L’Esquive, de l’acteur et réalisateur d’origine tunisienne Abdellatif Kechiche – remarqué depuis son premier film, La Faute à Voltaire, en 2001 -, était a priori destiné à s’inscrire dans la catégorie « films de banlieue ». Tourné dans une cité de Seine-Saint-Denis, il raconte la vie d’ados qui, comme tant d’autres, passent beaucoup de temps à tchatcher et à frimer au bas des immeubles.
Pourtant, L’Esquive ne ressemble à aucun de ces films auxquels on pourrait avoir la tentation de le rattacher. Il est hors catégorie.
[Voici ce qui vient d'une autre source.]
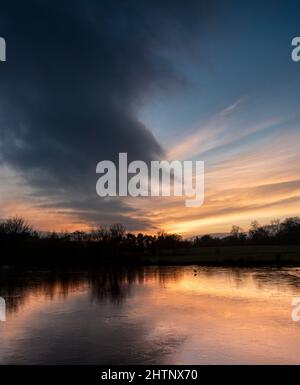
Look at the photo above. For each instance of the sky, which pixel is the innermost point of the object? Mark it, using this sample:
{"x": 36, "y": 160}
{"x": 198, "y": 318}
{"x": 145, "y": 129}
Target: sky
{"x": 198, "y": 80}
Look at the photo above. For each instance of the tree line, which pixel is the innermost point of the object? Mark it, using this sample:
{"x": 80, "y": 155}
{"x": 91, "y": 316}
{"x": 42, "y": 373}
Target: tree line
{"x": 114, "y": 238}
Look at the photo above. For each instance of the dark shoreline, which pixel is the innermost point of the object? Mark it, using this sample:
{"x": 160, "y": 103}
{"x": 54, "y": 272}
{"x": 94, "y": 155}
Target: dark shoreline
{"x": 206, "y": 256}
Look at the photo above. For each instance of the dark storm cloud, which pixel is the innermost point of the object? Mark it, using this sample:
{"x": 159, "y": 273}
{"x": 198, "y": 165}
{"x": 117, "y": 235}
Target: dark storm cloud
{"x": 75, "y": 76}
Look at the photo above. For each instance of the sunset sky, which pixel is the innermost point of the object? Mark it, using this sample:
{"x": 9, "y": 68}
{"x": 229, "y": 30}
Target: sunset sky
{"x": 196, "y": 80}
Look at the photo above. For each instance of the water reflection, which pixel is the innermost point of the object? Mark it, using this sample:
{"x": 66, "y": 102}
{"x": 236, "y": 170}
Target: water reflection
{"x": 150, "y": 315}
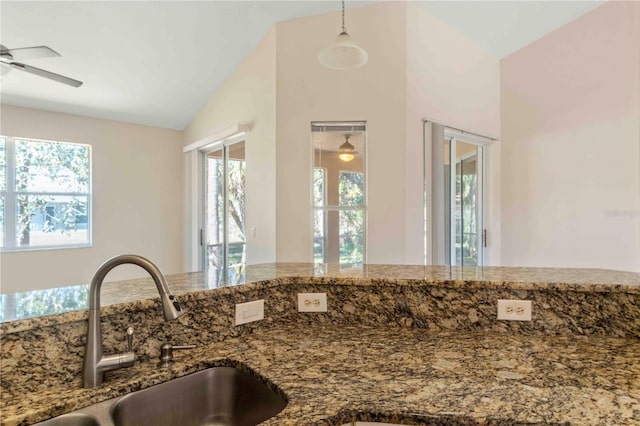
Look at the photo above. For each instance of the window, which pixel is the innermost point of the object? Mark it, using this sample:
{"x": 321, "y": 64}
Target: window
{"x": 45, "y": 194}
{"x": 339, "y": 196}
{"x": 225, "y": 224}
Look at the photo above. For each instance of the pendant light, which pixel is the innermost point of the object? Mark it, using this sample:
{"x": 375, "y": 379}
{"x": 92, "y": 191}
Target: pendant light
{"x": 343, "y": 53}
{"x": 347, "y": 151}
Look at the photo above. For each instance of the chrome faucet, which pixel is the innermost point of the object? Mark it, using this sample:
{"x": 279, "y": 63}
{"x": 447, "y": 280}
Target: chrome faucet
{"x": 95, "y": 362}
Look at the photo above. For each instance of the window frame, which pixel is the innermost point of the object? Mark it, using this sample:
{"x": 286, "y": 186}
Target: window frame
{"x": 340, "y": 126}
{"x": 10, "y": 195}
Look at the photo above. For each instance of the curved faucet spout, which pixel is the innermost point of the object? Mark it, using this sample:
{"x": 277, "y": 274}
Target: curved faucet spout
{"x": 95, "y": 363}
{"x": 170, "y": 307}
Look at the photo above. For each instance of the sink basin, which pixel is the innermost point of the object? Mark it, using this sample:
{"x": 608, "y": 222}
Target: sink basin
{"x": 71, "y": 419}
{"x": 220, "y": 396}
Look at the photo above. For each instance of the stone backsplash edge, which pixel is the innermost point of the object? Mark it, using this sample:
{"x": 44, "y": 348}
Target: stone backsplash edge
{"x": 52, "y": 354}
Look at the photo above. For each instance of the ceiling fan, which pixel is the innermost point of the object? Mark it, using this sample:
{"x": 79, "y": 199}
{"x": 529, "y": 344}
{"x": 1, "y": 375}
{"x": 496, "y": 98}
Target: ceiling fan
{"x": 7, "y": 57}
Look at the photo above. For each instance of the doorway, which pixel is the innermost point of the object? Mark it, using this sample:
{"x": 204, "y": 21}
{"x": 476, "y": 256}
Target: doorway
{"x": 461, "y": 194}
{"x": 463, "y": 165}
{"x": 225, "y": 201}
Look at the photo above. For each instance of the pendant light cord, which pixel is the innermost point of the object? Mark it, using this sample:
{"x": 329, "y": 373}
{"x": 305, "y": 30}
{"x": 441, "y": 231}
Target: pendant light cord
{"x": 344, "y": 29}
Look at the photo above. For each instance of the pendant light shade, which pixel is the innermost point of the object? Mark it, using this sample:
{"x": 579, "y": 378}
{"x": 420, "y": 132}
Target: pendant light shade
{"x": 343, "y": 53}
{"x": 347, "y": 151}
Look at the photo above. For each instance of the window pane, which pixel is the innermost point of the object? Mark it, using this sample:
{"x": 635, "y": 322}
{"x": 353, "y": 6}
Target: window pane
{"x": 3, "y": 164}
{"x": 351, "y": 189}
{"x": 319, "y": 183}
{"x": 2, "y": 220}
{"x": 236, "y": 168}
{"x": 215, "y": 209}
{"x": 46, "y": 220}
{"x": 51, "y": 167}
{"x": 318, "y": 236}
{"x": 351, "y": 228}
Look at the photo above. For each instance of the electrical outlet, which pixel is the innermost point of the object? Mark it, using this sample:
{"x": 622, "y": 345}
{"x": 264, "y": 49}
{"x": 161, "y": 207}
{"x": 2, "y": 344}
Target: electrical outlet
{"x": 514, "y": 310}
{"x": 249, "y": 312}
{"x": 312, "y": 302}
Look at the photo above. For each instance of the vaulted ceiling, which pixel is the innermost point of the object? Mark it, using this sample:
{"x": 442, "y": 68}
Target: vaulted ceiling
{"x": 157, "y": 62}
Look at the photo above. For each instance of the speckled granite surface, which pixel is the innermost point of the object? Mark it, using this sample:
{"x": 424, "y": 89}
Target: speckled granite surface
{"x": 399, "y": 311}
{"x": 332, "y": 376}
{"x": 581, "y": 280}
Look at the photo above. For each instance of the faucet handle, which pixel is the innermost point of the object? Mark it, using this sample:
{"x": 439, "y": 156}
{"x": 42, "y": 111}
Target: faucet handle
{"x": 166, "y": 353}
{"x": 130, "y": 338}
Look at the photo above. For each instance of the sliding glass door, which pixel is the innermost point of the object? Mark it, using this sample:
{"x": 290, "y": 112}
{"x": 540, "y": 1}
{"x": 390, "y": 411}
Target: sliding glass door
{"x": 225, "y": 230}
{"x": 463, "y": 201}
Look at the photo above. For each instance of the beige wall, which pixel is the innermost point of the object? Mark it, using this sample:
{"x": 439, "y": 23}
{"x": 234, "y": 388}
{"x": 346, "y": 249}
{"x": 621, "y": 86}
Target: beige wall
{"x": 450, "y": 80}
{"x": 136, "y": 200}
{"x": 247, "y": 96}
{"x": 375, "y": 93}
{"x": 571, "y": 144}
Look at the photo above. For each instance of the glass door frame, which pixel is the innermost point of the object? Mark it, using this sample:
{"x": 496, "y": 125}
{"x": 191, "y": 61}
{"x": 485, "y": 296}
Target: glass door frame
{"x": 339, "y": 127}
{"x": 480, "y": 161}
{"x": 224, "y": 147}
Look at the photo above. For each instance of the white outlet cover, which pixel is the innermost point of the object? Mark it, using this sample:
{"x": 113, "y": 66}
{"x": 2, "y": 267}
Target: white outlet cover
{"x": 514, "y": 310}
{"x": 312, "y": 302}
{"x": 249, "y": 311}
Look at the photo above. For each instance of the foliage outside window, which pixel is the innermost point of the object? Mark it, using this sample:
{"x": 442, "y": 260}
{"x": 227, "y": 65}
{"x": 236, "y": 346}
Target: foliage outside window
{"x": 231, "y": 240}
{"x": 319, "y": 225}
{"x": 351, "y": 222}
{"x": 338, "y": 185}
{"x": 45, "y": 194}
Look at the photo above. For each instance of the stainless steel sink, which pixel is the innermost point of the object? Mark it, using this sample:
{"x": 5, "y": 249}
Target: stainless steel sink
{"x": 218, "y": 396}
{"x": 222, "y": 396}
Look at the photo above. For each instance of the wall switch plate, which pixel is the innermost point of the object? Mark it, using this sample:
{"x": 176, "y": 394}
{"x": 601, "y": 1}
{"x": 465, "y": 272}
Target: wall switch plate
{"x": 249, "y": 312}
{"x": 312, "y": 302}
{"x": 514, "y": 310}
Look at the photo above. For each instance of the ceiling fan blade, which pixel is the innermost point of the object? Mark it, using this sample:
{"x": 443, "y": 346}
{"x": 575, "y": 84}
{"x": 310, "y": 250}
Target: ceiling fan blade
{"x": 4, "y": 69}
{"x": 30, "y": 52}
{"x": 46, "y": 74}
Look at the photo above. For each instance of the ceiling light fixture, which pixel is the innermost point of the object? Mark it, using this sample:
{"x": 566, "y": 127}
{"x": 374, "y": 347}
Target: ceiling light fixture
{"x": 347, "y": 151}
{"x": 343, "y": 53}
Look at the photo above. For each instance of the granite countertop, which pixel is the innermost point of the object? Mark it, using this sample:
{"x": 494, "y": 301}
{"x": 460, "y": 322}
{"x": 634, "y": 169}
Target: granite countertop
{"x": 333, "y": 376}
{"x": 38, "y": 303}
{"x": 435, "y": 353}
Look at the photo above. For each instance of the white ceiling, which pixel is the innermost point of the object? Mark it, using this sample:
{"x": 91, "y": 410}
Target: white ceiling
{"x": 157, "y": 62}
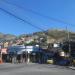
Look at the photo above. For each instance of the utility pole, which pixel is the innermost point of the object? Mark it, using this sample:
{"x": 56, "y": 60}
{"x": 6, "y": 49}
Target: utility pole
{"x": 69, "y": 45}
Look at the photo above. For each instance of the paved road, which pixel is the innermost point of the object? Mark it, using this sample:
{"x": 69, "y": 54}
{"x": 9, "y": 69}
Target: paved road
{"x": 34, "y": 69}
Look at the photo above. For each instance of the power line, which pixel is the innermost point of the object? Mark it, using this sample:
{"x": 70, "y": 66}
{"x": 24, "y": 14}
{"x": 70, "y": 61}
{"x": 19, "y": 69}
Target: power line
{"x": 25, "y": 21}
{"x": 39, "y": 14}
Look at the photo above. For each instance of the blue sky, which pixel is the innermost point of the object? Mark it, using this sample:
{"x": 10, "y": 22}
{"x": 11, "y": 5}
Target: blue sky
{"x": 63, "y": 10}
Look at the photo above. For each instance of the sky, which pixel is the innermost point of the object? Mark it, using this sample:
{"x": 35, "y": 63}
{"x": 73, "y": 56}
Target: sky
{"x": 63, "y": 10}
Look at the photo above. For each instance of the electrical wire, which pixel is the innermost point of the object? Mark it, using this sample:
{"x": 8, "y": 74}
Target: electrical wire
{"x": 25, "y": 21}
{"x": 39, "y": 14}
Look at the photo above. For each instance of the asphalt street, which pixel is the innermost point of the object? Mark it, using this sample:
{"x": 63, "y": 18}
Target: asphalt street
{"x": 34, "y": 69}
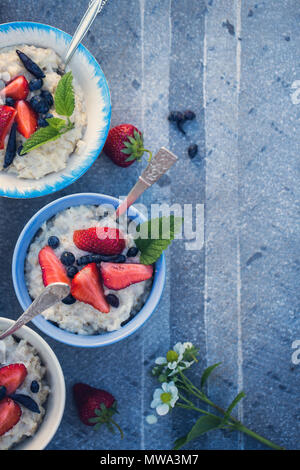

D’abord parce que, refusant de « sacraliser » la violence sans pour autant la nier, il obligera les spectateurs, y compris ceux des beaux quartiers, à considérer d’un autre regard, plein de complicité et d’empathie, la vie de jeunes sur lesquels circulent tant de clichés et d’idées préconçues. Ensuite, parce que ce film se détache du lot par la subtilité de son scénario, des plus inattendu, et par la façon magistrale dont il est réalisé.
Le temps du film, tout ce qui arrive aux personnages, est lié aux répétitions de la pièce de Marivaux, Le Jeu de l’amour et du hasard, qui doit constituer le clou de la fête de fin d’année, au lycée. Abdelkrim, dit « Krimo », est un petit caïd qui, du haut de ses 15 ans, vit ses premiers émois amoureux. Un état d’esprit qu’il ne saurait avouer à ses potes et à l’objet de sa flamme sans perdre la face. Pour séduire sa camarade de classe, Lydia, une écorchée vive parfois horripilante qui ne rêve que de briller sur scène avec une robe de marquise « dans un rôle de bourge », il n’hésitera pas à corrompre son copain Rachid. Décidant tout à coup de monter sur les planches, il lui achète avec des marchandises d’origine douteuse le droit de donner à sa place la réplique à la belle, et de lui déclarer ainsi son amour, « comme si de rien n’était ». Une combine qui échouera, car Krimo, bien qu’il « s’améliore de mieux en mieux », n’est vraiment pas doué pour le théâtre, une « activité de pédé » comme le lui répète son meilleur ami.
Cette intrigue casse-gueule, qui transforme un grand espace bétonné en une immense scène de théâtre, nous vaut un film sur les banlieues aussi léger et profond… qu’une pièce de Marivaux. Avec des dialogues savoureux et colorés, que nous servent avec humour et sensibilité des acteurs tellement naturels qu’on a du mal à croire qu’il s’agit d’amateurs. On ne sait si un film qui vous fait aimer les cités HLM peut être totalement honnête, mais on ne résiste pas à l’enchantement.